The story that flows from this is unpleasant. What happens to their women and children is sufficiently horrific that the "rape to death" scene isn't the worst thing to happen to them. Revenge and payback fall like autumn leaves, until eventually we're seeing thrice-rebounded payback and it's clear that Ishii thinks these people as ridiculous as I did. There are dreamlike scenes representing the characters' mental state and aren't meant to be taken literally. There's even one revelation so terrible that my mind overloaded rather than process it and for some time afterwards I was trying to work out what alternatives there might be to the implied one.
The cast is high-profile.

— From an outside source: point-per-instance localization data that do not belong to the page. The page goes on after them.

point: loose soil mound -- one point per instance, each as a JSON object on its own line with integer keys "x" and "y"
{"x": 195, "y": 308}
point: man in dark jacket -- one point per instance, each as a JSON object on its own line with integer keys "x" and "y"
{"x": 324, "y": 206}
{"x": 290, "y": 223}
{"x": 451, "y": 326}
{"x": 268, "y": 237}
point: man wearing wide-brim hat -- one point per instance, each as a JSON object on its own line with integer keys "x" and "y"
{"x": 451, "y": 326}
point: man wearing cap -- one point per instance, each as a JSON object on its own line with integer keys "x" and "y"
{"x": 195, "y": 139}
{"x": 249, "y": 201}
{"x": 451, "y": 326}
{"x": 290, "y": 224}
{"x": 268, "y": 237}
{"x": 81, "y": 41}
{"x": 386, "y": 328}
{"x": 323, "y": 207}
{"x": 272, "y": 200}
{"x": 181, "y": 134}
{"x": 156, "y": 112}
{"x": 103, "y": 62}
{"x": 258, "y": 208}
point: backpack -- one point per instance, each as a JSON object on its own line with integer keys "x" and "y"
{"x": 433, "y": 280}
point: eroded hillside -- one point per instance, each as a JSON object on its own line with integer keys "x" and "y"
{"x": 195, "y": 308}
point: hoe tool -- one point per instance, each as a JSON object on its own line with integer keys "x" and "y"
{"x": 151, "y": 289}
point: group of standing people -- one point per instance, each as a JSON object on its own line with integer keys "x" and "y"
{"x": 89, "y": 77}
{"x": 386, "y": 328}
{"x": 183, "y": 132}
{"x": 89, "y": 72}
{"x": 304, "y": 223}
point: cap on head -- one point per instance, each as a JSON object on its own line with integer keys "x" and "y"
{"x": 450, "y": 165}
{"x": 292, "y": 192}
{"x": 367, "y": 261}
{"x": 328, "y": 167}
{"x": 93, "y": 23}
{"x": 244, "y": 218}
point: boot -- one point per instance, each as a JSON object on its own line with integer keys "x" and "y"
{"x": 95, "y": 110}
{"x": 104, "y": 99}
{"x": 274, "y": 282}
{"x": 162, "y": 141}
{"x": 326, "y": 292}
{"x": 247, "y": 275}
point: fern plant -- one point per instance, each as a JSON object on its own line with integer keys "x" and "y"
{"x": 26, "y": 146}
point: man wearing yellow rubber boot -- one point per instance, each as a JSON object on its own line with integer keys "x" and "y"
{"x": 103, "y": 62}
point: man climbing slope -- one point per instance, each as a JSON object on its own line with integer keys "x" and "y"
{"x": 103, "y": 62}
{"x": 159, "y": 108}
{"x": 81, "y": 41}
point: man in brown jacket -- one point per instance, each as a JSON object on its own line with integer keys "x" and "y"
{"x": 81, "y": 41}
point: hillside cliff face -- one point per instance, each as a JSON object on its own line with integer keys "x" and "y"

Takeshi Kitano of course is internationally famous, although here he and Kazuya Kimura are an oddly underwhelming pair of hitmen. They're not scary. They just turn up and shoot you. However there's also Koichi Sato, whom I like a lot and is every bit as solid here as always. Masahiro Motoki surprised me, since he's playing a flamboyant knife-wielding gay thug and yet the last time I saw him he was the cello-playing funeral worker in Japan's Oscar-winning Departures. (You'd think he was better suited to the latter, but he's excellent here too.) An 11-year-old Chiaki Kuriyama (Battle Royale, Kill Bill) gets a cameo. Weirdest of all though for me was Naoto Takenaka, whom I didn't recognise at all despite the fact that he has a highly distinctive energy and he seems to crop up in everything. Mutant Girls Squad, RoboGeisha, Cyborg She, Crab Goalkeeper, The Great Yokai War, Swing Girls, Waterboys, By Player, Sakuya: Slayer of Demons...
Incidentally Takenaka's first film was Molester Train: Underwear Inspection (1984). The imdb review I saw said it's good.
Oh, and Kitano's eye patch here is real. He wasn't wearing it for the role, but because this was his first film after his 1994 motorcycle accident and his right eye was still leaking fluid.
Did I enjoy this film? Hmmm. I don't know if you're even meant to enjoy Ishii. His characters are rarely likeable and he's mostly interested in doing bad things to them and watching them break. This lot are no less hard to embrace than normal, especially early on when no one seems capable of any mode of interaction except abuse, violence, stupidity and pointlessly demeaning language. I hated them all, frankly. Later I thawed somewhat, but even so at the end of the day this is still a movie about gangsters, walking failures and other dysfunctional males doing self-destructive things. There are a million films like that, but most of them are nearly brainless. That's one thing I'd never say of Ishii.